An RTE investigation claims that nearly 6,000 greyhounds are killed in Ireland every year, because they are not fast enough to race.
RTÉ Investigates: Greyhounds, Running for Their Lives, is set to air tonight (26 June) at 9.35pm on RTÉ One and it claims that in 2017, a consultancy firm was paid €115,000 to carry out a business analysis report on behalf of the Irish Greyhound Board.
Of 16,000 greyhounds born each year, 5,987 are put down, because they fail to meet qualification requirements, or they decline in performance. There are 1,000% more pups bred than are necessary for racing needs.
The report was circulated to the Minister for Agriculture last month, and last week, the Public Accounts Committee was told that it was too commercially sensitive to release.
Chief executive of the Irish Greyhound Board, Gerard Dollard, told the documentary:
“I accept there is an issue in relation to unaccounted-for dogs. I think the figures that are being thrown out are, in fact, well in excess of what the actual figure is because of a number of exports to the UK and elsewhere.”
RTE also contacted knackeries across the country. 30 licensed knackeries were contacted, half of them said they would kill greyhounds for between €10 and €35. The Department of Agriculture licences and policies knackeries, officially known as Category 2 Intermediate plants. The Department told the programme:
"Dogs, including greyhounds, are classified as a Category 1 animal and cannot enter a Category 2 plant, dead or alive. Euthanasia of greyhounds or other animals… is not approved."

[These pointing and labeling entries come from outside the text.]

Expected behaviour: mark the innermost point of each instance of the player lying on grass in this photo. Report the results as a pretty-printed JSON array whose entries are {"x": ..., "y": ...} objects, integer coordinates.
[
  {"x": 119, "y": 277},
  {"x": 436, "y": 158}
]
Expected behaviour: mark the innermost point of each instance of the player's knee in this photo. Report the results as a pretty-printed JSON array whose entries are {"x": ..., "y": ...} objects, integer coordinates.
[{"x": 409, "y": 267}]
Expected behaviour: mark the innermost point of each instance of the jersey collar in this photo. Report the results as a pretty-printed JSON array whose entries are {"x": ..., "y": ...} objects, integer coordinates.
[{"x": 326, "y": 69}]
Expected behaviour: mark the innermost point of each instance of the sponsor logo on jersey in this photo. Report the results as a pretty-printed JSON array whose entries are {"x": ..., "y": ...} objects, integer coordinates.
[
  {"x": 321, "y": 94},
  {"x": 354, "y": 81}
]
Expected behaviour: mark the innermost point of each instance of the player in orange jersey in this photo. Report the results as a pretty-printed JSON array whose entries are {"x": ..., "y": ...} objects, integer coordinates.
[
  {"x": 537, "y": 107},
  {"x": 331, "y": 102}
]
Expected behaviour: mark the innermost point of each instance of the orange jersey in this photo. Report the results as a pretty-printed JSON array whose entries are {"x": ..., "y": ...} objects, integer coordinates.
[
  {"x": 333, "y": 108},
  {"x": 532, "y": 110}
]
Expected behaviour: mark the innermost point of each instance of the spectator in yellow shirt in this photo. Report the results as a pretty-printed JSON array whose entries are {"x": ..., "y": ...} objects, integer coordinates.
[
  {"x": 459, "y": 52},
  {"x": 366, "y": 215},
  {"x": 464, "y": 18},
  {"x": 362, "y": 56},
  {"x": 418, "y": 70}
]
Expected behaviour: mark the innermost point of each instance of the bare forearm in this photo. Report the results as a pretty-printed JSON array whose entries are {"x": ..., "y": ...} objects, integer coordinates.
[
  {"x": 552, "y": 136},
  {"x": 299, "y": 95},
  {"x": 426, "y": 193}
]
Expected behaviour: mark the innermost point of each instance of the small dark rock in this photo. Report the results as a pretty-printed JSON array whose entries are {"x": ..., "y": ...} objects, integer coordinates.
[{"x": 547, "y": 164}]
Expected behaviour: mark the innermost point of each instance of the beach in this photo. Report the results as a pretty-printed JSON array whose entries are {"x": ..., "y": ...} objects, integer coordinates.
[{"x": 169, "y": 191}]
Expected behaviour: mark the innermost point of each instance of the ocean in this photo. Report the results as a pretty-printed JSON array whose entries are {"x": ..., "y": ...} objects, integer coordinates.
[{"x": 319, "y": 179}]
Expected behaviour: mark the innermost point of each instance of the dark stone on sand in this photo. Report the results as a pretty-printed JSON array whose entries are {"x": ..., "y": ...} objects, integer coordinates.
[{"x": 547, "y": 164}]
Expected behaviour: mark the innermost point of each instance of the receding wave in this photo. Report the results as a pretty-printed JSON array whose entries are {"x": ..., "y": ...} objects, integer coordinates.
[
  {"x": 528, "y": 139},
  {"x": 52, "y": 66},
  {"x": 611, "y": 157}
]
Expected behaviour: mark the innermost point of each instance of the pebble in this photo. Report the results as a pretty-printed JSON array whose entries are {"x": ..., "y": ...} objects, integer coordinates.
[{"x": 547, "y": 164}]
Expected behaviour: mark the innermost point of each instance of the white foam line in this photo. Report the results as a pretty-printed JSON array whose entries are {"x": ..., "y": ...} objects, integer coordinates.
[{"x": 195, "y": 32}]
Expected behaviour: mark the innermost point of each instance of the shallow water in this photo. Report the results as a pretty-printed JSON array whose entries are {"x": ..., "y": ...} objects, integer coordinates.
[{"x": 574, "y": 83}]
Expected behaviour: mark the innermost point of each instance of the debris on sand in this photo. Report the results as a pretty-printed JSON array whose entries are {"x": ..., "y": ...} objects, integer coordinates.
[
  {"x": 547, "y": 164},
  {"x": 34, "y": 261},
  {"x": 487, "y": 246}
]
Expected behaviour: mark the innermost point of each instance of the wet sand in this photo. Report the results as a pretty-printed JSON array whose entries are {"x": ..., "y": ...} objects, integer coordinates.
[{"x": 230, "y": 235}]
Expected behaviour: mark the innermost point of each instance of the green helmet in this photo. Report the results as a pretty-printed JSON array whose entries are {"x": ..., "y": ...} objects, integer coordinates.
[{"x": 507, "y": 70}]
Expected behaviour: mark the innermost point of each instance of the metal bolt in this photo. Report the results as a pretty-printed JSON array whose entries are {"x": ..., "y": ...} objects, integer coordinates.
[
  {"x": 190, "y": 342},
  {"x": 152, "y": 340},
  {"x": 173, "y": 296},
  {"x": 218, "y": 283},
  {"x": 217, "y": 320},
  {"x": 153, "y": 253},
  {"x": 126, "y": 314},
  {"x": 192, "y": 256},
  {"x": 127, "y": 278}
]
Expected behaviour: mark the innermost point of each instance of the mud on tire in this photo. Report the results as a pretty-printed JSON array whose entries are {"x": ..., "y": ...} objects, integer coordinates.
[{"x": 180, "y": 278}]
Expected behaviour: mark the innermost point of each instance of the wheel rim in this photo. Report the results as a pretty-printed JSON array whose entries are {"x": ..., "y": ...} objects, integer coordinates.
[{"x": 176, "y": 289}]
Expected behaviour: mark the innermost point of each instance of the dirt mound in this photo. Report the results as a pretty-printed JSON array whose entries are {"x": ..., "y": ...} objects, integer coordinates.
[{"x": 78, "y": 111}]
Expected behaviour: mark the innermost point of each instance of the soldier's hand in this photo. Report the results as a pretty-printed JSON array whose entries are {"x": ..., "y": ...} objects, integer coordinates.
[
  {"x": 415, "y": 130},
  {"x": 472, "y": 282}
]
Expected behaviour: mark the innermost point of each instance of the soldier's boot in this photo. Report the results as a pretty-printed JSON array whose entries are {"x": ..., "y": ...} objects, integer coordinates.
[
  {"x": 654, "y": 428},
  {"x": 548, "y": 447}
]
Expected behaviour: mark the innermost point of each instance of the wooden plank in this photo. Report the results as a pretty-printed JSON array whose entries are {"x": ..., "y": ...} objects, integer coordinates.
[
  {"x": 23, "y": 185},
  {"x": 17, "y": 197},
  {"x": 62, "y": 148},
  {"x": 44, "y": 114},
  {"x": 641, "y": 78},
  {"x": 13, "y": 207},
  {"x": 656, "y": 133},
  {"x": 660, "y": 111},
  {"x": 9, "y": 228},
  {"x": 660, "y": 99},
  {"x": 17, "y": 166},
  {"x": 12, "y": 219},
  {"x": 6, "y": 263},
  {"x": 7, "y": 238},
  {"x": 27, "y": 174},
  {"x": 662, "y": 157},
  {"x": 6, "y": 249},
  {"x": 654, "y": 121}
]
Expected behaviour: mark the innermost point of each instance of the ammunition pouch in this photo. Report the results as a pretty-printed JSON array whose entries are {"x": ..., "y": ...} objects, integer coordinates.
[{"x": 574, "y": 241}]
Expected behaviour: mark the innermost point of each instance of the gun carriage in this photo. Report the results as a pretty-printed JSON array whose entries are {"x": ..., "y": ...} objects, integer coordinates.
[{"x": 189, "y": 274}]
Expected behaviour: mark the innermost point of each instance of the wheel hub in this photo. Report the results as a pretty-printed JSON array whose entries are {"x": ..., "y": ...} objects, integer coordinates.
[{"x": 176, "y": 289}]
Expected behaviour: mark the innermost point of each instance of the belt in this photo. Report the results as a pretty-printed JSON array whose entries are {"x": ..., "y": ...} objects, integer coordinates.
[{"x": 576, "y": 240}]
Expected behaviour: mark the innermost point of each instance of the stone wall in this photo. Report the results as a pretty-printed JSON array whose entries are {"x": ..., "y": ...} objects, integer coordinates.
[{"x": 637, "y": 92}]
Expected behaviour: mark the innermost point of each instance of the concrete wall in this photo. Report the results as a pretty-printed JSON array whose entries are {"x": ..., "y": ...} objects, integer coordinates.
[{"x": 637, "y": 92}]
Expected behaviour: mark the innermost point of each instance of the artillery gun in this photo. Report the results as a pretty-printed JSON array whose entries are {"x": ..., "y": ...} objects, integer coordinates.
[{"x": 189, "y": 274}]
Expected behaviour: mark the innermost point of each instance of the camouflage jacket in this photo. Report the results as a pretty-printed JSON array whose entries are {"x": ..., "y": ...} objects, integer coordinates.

One knackery said that they shoot dogs in bulk, with undercover filming by RTE showing that four greyhounds were killed in a matter of days.
Dr Andrew Kelly of the Irish Society for the Prevention of Cruelty to Animals (ISPCA) said:
"We believe there’s a large gap in which thousands of puppies that are born, they are never registered, simply disappear."
The documentary also examines illegal hare coursing in Ireland, and the issue of doping in greyhound racing. Finbarr Heslin, veterinary surgeon, said that "we see dogs who come in and they’ve had so much EPO (a hormone) pumped into them that their blood is like treacle".